Flags from different countries above the COP28 sign

Five key issues for COP28

by Dave Griggs, President of the Royal Meteorological Society


"We can say with near certainty that 2023 will be the warmest year on record, and is currently 1.43°C above the preindustrial average.”

That’s the stark finding from a recent report from the Copernicus Climate Change Service, setting the backdrop for the 28th United Nations Climate Change conference, held from 30 November to 12 December 2023 at Expo City in Dubai.


COP28 Dubai


So what are some of the key issues at COP28 expected to be?


1) Global Stocktake (GST)

I think it is fair to say that the biggest issue at COP this year will be the Global Stocktake (GST). The GST is the mechanism by which progress against the Paris Agreement is assessed. In other words, how are countries’ commitments stacking up against the Paris target of limiting warming to less than 1.5°C. The GST consists of three components. The first phase focused on collecting information on climate change and climate action. The second phase assessed progress made towards achieving the goals of the Paris Agreement. The third and final phase, the so-called “political” phase, concludes at COP28, the outcome of which will be a document that reflects on countries’ efforts so far and lays out what needs to happen going forward. At the moment, it is no surprise that countries’ current commitments will fail to meet what is required and so the hope is that the GST outcome includes commitments and recommendations to ramp up action and ambition.


2) Energy targets

The UAE who host COP28 have made “fast tracking the energy transition” one of their key priorities. Among the GST submissions from countries there are several energy sector related proposals, such as phasing out, or at a minimum, phasing down fossil fuels. On the flip side there are also a number of proposals including one from the International Energy Agency, which has been adopted by the UAE, to triple renewable energy production.
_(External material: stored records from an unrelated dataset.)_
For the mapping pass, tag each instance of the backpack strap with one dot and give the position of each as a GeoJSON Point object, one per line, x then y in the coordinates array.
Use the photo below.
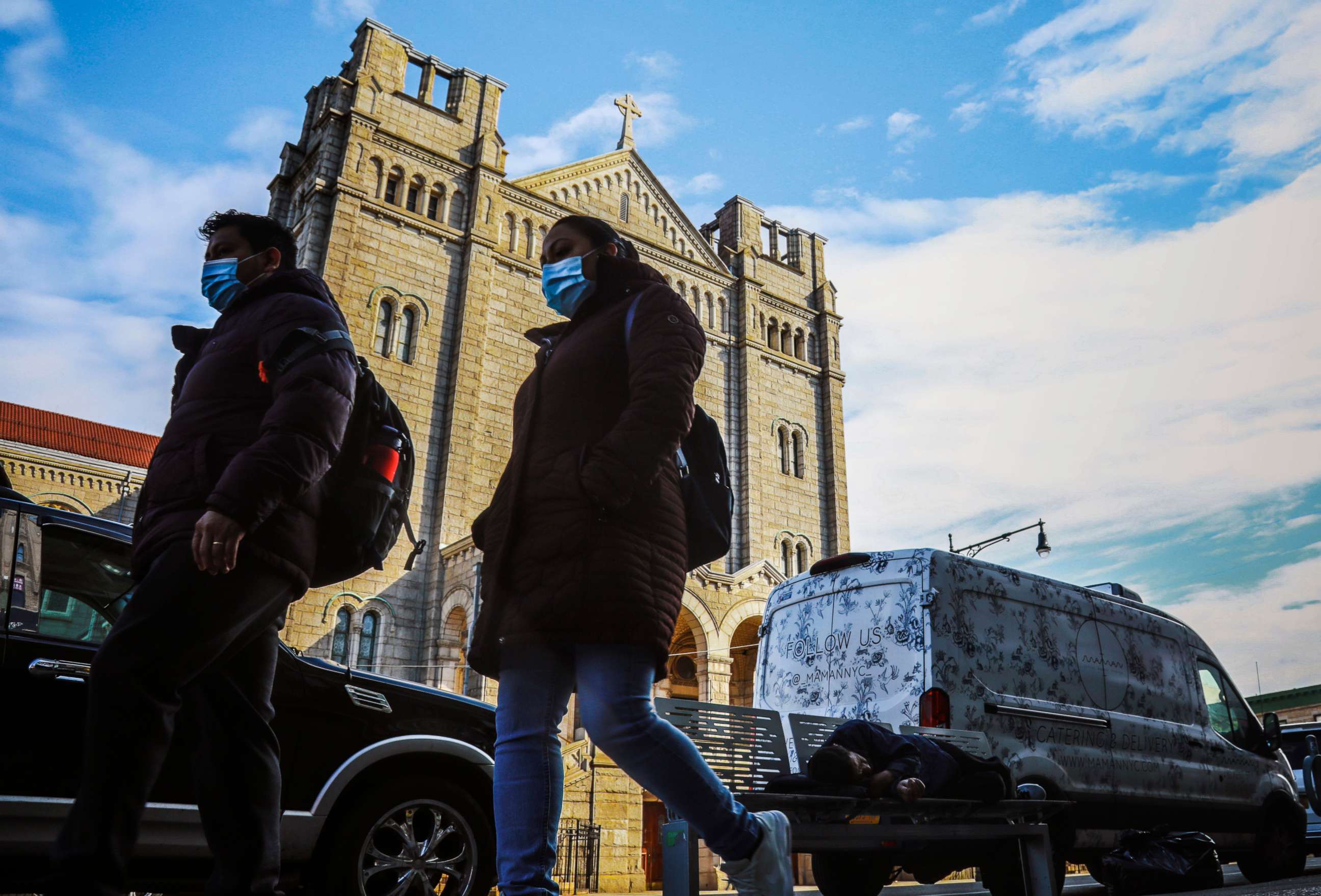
{"type": "Point", "coordinates": [628, 322]}
{"type": "Point", "coordinates": [304, 342]}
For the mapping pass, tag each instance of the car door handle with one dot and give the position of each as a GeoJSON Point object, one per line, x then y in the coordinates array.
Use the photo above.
{"type": "Point", "coordinates": [63, 670]}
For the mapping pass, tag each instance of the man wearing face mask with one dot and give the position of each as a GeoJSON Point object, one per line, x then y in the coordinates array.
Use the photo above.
{"type": "Point", "coordinates": [224, 540]}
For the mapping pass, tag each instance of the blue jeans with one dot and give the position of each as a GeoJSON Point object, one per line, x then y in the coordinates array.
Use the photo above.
{"type": "Point", "coordinates": [615, 697]}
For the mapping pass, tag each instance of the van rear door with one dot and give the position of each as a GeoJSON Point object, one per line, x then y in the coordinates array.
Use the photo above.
{"type": "Point", "coordinates": [846, 645]}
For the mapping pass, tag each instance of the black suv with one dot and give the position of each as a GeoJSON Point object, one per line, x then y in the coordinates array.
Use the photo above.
{"type": "Point", "coordinates": [386, 783]}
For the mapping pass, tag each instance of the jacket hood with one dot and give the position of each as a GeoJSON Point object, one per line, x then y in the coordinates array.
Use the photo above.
{"type": "Point", "coordinates": [615, 279]}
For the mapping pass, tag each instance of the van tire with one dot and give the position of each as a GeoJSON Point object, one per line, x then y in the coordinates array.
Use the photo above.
{"type": "Point", "coordinates": [1280, 849]}
{"type": "Point", "coordinates": [851, 874]}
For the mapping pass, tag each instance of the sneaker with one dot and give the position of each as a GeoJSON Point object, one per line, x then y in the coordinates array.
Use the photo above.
{"type": "Point", "coordinates": [769, 872]}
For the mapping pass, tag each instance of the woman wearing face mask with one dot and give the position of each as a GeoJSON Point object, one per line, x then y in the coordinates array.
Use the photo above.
{"type": "Point", "coordinates": [586, 560]}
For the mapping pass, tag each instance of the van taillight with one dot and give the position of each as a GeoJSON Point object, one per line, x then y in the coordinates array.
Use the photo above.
{"type": "Point", "coordinates": [839, 562]}
{"type": "Point", "coordinates": [934, 707]}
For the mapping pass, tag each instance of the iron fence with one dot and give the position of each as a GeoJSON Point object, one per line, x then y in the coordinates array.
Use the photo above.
{"type": "Point", "coordinates": [578, 865]}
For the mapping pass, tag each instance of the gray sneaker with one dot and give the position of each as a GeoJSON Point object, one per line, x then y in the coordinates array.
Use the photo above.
{"type": "Point", "coordinates": [769, 872]}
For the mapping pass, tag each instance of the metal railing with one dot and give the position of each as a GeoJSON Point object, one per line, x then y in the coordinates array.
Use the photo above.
{"type": "Point", "coordinates": [578, 865]}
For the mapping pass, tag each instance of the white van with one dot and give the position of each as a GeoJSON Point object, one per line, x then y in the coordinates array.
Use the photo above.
{"type": "Point", "coordinates": [1101, 698]}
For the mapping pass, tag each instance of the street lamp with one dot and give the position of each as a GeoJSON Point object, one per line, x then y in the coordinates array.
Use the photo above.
{"type": "Point", "coordinates": [976, 547]}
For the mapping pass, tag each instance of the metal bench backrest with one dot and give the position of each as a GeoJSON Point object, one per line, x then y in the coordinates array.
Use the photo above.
{"type": "Point", "coordinates": [974, 743]}
{"type": "Point", "coordinates": [811, 731]}
{"type": "Point", "coordinates": [744, 747]}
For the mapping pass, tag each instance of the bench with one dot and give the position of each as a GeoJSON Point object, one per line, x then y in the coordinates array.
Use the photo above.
{"type": "Point", "coordinates": [748, 747]}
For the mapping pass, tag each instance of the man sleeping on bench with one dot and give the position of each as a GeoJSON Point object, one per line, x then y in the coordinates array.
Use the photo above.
{"type": "Point", "coordinates": [908, 767]}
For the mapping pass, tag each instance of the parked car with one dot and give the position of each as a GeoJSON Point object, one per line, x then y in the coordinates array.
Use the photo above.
{"type": "Point", "coordinates": [1098, 697]}
{"type": "Point", "coordinates": [376, 770]}
{"type": "Point", "coordinates": [1295, 745]}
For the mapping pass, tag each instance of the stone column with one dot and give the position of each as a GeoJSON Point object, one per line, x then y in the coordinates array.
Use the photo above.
{"type": "Point", "coordinates": [719, 672]}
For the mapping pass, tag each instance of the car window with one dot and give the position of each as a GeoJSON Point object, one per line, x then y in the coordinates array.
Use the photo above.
{"type": "Point", "coordinates": [80, 586]}
{"type": "Point", "coordinates": [1217, 707]}
{"type": "Point", "coordinates": [1295, 746]}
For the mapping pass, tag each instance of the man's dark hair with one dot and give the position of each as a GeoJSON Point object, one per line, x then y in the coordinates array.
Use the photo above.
{"type": "Point", "coordinates": [831, 766]}
{"type": "Point", "coordinates": [599, 233]}
{"type": "Point", "coordinates": [262, 232]}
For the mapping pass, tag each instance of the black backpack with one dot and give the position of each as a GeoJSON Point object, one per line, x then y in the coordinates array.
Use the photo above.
{"type": "Point", "coordinates": [708, 502]}
{"type": "Point", "coordinates": [362, 511]}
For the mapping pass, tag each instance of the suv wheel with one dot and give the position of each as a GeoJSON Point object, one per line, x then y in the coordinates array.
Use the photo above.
{"type": "Point", "coordinates": [1280, 849]}
{"type": "Point", "coordinates": [409, 837]}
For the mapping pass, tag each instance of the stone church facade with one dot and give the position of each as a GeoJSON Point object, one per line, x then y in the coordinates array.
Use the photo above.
{"type": "Point", "coordinates": [397, 193]}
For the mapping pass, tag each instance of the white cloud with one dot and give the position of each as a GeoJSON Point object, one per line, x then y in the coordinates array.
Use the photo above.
{"type": "Point", "coordinates": [40, 41]}
{"type": "Point", "coordinates": [659, 65]}
{"type": "Point", "coordinates": [594, 131]}
{"type": "Point", "coordinates": [969, 115]}
{"type": "Point", "coordinates": [905, 128]}
{"type": "Point", "coordinates": [698, 186]}
{"type": "Point", "coordinates": [858, 123]}
{"type": "Point", "coordinates": [263, 131]}
{"type": "Point", "coordinates": [1232, 623]}
{"type": "Point", "coordinates": [996, 14]}
{"type": "Point", "coordinates": [335, 12]}
{"type": "Point", "coordinates": [1024, 356]}
{"type": "Point", "coordinates": [1242, 76]}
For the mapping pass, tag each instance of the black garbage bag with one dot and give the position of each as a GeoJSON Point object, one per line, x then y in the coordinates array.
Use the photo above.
{"type": "Point", "coordinates": [1163, 862]}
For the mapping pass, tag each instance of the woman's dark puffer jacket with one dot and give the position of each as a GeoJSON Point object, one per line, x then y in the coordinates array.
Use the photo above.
{"type": "Point", "coordinates": [584, 538]}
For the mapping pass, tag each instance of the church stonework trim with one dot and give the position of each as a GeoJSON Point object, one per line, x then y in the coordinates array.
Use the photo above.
{"type": "Point", "coordinates": [400, 200]}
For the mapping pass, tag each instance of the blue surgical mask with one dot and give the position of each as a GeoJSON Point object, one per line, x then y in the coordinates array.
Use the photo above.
{"type": "Point", "coordinates": [565, 284]}
{"type": "Point", "coordinates": [221, 282]}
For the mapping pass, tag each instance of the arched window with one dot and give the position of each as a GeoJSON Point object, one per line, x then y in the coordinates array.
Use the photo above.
{"type": "Point", "coordinates": [407, 327]}
{"type": "Point", "coordinates": [381, 175]}
{"type": "Point", "coordinates": [393, 183]}
{"type": "Point", "coordinates": [385, 323]}
{"type": "Point", "coordinates": [456, 210]}
{"type": "Point", "coordinates": [367, 640]}
{"type": "Point", "coordinates": [340, 640]}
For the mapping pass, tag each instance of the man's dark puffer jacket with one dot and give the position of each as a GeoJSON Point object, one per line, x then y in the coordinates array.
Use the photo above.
{"type": "Point", "coordinates": [242, 447]}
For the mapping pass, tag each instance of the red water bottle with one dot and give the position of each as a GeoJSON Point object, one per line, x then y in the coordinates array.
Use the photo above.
{"type": "Point", "coordinates": [382, 455]}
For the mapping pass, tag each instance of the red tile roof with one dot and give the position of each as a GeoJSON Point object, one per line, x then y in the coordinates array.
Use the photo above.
{"type": "Point", "coordinates": [61, 433]}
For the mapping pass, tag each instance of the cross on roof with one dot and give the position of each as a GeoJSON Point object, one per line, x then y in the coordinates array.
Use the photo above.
{"type": "Point", "coordinates": [630, 112]}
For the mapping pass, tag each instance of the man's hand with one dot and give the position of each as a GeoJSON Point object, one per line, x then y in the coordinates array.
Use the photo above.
{"type": "Point", "coordinates": [909, 789]}
{"type": "Point", "coordinates": [216, 543]}
{"type": "Point", "coordinates": [880, 785]}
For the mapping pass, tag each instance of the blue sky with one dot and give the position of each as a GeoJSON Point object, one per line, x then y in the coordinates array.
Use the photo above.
{"type": "Point", "coordinates": [1074, 242]}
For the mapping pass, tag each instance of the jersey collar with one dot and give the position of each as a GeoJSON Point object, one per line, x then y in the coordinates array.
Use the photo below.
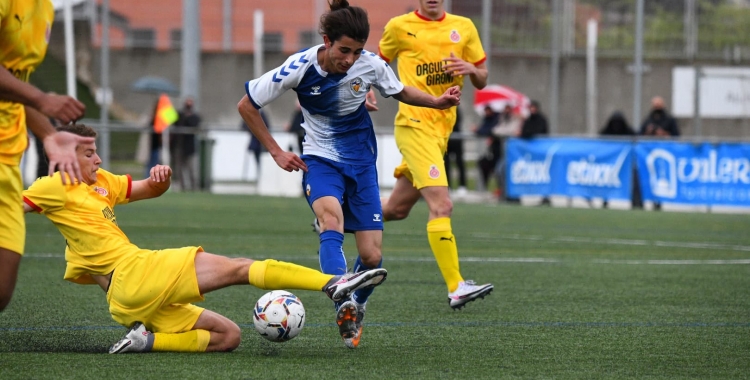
{"type": "Point", "coordinates": [416, 12]}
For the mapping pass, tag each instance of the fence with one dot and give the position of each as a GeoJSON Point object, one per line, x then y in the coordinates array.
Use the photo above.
{"type": "Point", "coordinates": [715, 29]}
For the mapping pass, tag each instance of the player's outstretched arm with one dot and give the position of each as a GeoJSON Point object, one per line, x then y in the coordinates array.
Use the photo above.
{"type": "Point", "coordinates": [157, 183]}
{"type": "Point", "coordinates": [477, 74]}
{"type": "Point", "coordinates": [60, 107]}
{"type": "Point", "coordinates": [286, 160]}
{"type": "Point", "coordinates": [415, 97]}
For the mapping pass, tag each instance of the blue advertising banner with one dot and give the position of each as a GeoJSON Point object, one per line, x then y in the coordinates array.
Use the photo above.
{"type": "Point", "coordinates": [569, 167]}
{"type": "Point", "coordinates": [706, 174]}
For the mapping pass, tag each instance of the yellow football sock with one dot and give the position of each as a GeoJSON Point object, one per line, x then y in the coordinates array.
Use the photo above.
{"type": "Point", "coordinates": [272, 274]}
{"type": "Point", "coordinates": [191, 341]}
{"type": "Point", "coordinates": [443, 245]}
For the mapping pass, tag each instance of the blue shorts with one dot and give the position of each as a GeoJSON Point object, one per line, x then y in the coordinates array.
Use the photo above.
{"type": "Point", "coordinates": [355, 186]}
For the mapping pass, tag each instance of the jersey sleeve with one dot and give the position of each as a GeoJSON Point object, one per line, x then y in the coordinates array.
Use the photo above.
{"type": "Point", "coordinates": [46, 194]}
{"type": "Point", "coordinates": [473, 51]}
{"type": "Point", "coordinates": [388, 47]}
{"type": "Point", "coordinates": [4, 10]}
{"type": "Point", "coordinates": [272, 84]}
{"type": "Point", "coordinates": [387, 82]}
{"type": "Point", "coordinates": [119, 186]}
So, energy transition will be a key discussion area at COP28.


3) Loss and damage

In my closing report from COP27 last year I said that getting loss and damage (where richer countries compensate poorer countries for the damage caused by climate change) onto the agenda was the biggest achievement and that expectations were exceeded as agreement was reached to set up a fund. Of course, that was only a first step, the fund has to be set up and countries have to put money in. And which countries should put money in, what for and how much, and who will receive money from the fund will be a major discussion at COP28.


COP28 Dubai


4) Climate finance

As always, money will be at the heart of all the discussions at COP. In 2009, developed countries pledged to mobilise $100 billion annually from 2020. The fact that this has never been achieved has always been a sore point with developing countries to say the least. A new climate finance goal to replace the $100 billion commitment is scheduled to be agreed next year at COP29, but making significant progress at COP28 is vital if agreement is going to be reached next year.


5) Food systems

In the lead up to COP28 there has been growing attention on food systems and agriculture. The UAE COP28 presidency and the UN Food Systems Coordination Hub launched the COP28 Food Systems and Agriculture Agenda in July. It calls on countries to align their national food systems and agricultural policies with their climate mitigation and adaptation plans and emphasises the inclusion of targets for food system decarbonisation in national biodiversity strategies and action plans. The COP28 Presidency is pushing for commitments of funding and technology including the need to tackle difficult systemic issues such as demand-side measures, land use change and deforestation. 


As always there will be so many issues discussed at COP28 that it is impossible to highlight them all. Others worthy of mention include carbon markets, just transition pathways, climate impacts and early warning systems.